This week's book giveaway is in the OCAJP 8 forum. We're giving away four copies of OCA Java SE 8 Programmer I Study Guide and have Edward Finegan & Robert Liguori on-line! See this thread for details.
I need to run linux in vmware fusion on my macbook. I want to keep it as light weight as possible but need the UI. I'm considering xubuntu but open to suggestions. I don't want a full blown Gnome or KDE. But I also don't want to spend hours installing and configuring it.
Gregg Bolinger wrote:I need to run linux in vmware fusion on my macbook. I want to keep it as light weight as possible but need the UI. I'm considering xubuntu but open to suggestions. I don't want a full blown Gnome or KDE. But I also don't want to spend hours installing and configuring it.
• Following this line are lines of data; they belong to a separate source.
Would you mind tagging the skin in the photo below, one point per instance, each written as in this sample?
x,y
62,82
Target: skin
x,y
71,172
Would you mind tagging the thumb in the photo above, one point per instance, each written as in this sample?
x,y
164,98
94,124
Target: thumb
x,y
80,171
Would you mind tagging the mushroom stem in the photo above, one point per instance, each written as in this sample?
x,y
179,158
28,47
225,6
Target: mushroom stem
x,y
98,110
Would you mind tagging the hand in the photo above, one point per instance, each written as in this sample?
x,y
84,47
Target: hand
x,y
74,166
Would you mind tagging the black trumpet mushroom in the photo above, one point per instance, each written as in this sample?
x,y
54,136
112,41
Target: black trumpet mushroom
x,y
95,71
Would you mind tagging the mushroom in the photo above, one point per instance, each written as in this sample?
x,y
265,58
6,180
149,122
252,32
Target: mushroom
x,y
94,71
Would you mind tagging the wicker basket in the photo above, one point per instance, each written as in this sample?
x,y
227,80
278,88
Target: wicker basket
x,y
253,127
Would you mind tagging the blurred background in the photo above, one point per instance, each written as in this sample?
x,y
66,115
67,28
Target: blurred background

You can give a try to PuppyLinux. Its really lightweight and supports Synaptic package manager.
On rare occasions, when something goes wrong in my machine and I'm in hurry, I always prefer PuppyLinux live CD. Its pretty fast.
Also, you can try Bodhi Linux - it is also quite lightweight.
IMHO, GUI stuff contributes more to 'weight', so even your own favorite Linux distro can be made lightweight by disabling unused services and using a lightweight desktop environment like XFCE/LXDE etc.
A number of people have been running wheezy on the Raspberry pi computer.
Several years back, I created an IMPL cd image using Damn Small Linux, which ran to about 46MB on the CD.
IMPL for those not familiar with IBM mainframes stands for "Initial Microprogram Load". One of the first uses of the original 8-inch floppy disk drives was to hold the IMPL image for certain IBM System/370 processors, since IBM's hardware back then was implemented by microprogramming the physical hardware to support the System/370 instruction set. So you would load in the diskette, push a button, and then IPL (boot) your favorite IBM mainframe OS. I just brought the process up to date, replacing the floppy with a mini-cd and using the Hercules mainframe emulation software for the System/370 "microcode". So pop in the CD, press RESET and voilà! Instant Mainframe! With slightly better diagnostic tools than IBM could supply back then.
An IDE is no substitute for an Intelligent Developer.